Correlation

Difference between cor() and cor.test()

The cor() function will calculate:

  • a correlation between 2 variables
  • a correlation matrix between more than 2 variables

Among statisticians there are 3 popular opinions about the choice of correlation coefficient.
1. it depends on the type of data:

  • continuous measurements -> Pearson correlation
  • discrete measurements or ranked categories -> Kendall or Spearman correlation

2. it depends on normality:

  • normally distributed, continuous measurements -> Pearson correlation
  • continuous measurements that are not normally distributed, discrete measurements or ranked categories -> Kendall or Spearman correlation

3. it depends on the relation between the 2 variables:

  • linear -> Pearson correlation
  • monotonic -> Kendall or Spearman correlation

See this blog for an explanation on the difference between a linear and a monotonic relation.

The cor.test() function will only work on 2 variables, not on more than 2 variables. It will calculate:

  • correlation coefficient
  • p-value that defines if this correlation is significantly different from 0

Normality is important here, especially multivariate normality:

  • multivariate normality -> Pearson
  • no multivariate normality -> Kendall or Spearman

Warning when you use Kendall or Spearman

You will see this warning every time you do a non-parametric test. It tells you that these tests do not work well when there are ties in your data (= the same value appearing multiple times in the data set).

cor.test(mtcars$mpg,mtcars$wt,method="kendall")

data: mtcars$mpg and mtcars$wt
z = -5.7981, p-value = 6.706e-09
alternative hypothesis: true tau is not equal to 0
sample estimates:
tau
-0.7278321

Warning message:
In cor.test.default(mtcars$mpg, mtcars$wt, method = "kendall") :
Cannot compute exact p-value with ties

Output in APA style

You can write the correlation matrix to a document in APA style:

library(apaTables)
apa.cor.table(mtcars[1:5],filename="Table1_APA.doc",table.number=1)

will generate a word document in your working directory with the following content:

Add correlation coefficient to the scatter plot

To add the correlation coefficient to a plot use the ggpubr package. First create the scatter plot.

library(ggplot2)
p <- ggplot(mtcars,aes(hp,mpg)) + geom_point()

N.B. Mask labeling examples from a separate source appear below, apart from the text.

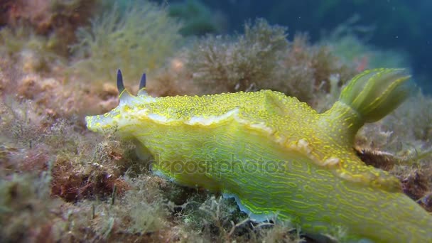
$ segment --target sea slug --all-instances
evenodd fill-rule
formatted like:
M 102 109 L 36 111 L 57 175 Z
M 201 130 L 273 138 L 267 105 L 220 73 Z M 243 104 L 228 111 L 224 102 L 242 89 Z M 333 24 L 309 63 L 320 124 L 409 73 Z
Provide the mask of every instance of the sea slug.
M 352 148 L 364 123 L 409 96 L 409 78 L 401 69 L 364 71 L 318 114 L 271 90 L 152 97 L 145 75 L 135 97 L 119 70 L 119 105 L 86 121 L 92 131 L 136 141 L 154 156 L 156 173 L 234 197 L 252 219 L 277 215 L 317 237 L 339 226 L 352 241 L 426 242 L 432 216 Z

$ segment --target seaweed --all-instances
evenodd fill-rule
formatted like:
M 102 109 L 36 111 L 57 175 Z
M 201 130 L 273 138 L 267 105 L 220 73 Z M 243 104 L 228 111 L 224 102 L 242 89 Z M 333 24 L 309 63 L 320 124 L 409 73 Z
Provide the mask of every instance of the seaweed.
M 235 41 L 208 36 L 190 50 L 186 65 L 204 93 L 256 90 L 271 80 L 288 46 L 286 29 L 271 26 L 264 19 L 247 23 L 244 34 Z
M 180 25 L 148 1 L 135 1 L 123 11 L 114 4 L 91 22 L 90 28 L 77 31 L 77 43 L 71 47 L 76 62 L 70 71 L 99 84 L 112 80 L 112 72 L 107 70 L 119 68 L 125 70 L 126 80 L 143 70 L 151 73 L 182 42 Z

Then add a regression line and the Pearson correlation coefficient.

library(ggpubr)
p + geom_smooth(method="lm",se=FALSE) + stat_cor(method="pearson")
Plot of hp versus mpg with correlation coefficient, p-value and regression line.

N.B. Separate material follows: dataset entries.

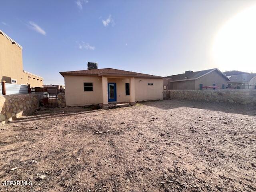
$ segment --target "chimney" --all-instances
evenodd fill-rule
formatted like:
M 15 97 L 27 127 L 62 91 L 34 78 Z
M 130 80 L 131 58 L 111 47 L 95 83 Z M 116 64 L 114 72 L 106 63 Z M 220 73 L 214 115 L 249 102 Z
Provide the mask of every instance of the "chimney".
M 98 69 L 98 63 L 88 62 L 88 64 L 87 64 L 87 69 L 88 70 L 96 69 Z
M 192 72 L 193 72 L 193 71 L 186 71 L 185 72 L 185 73 L 192 73 Z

Pearson correlation coefficient and p-value of cor.test() are automatically added to the plot.

Linear transformations will not change the correlation coefficient

Linear transformation (+k, -k, *k, /k where k is a constant) will not change the correlation.

p2 <- ggplot(mtcars,aes(hp+100,mpg)) + geom_point()
p2 + geom_smooth(method="lm",se=FALSE) + stat_cor(method="pearson")
Same plot as above after linear transformation of hp. Correlation doesn’t change.
p3 <- ggplot(mtcars,aes(hp,mpg*2)) + geom_point()
p3 + geom_smooth(method="lm",se=FALSE) + stat_cor(method="pearson")
Same plot as above after linear transformation of mpg. Correlation doesn’t change.

Non-linear transformations can improve the correlation coefficient

A non-linear transformation (log, square root…) can improve the correlation provided the relation between X and Y is non-linear. Check the scatter plot to see if there is a non-linear relation between X and Y. If the relation looks linear don’t do a non-linear transformation.

p4 <- ggplot(mtcars,aes(log(hp),mpg)) + geom_point()
p4 + geom_smooth(method="lm",se=FALSE) + stat_cor(method="pearson")
Same plot as above after non-linear transformation of hp. Correlation improves.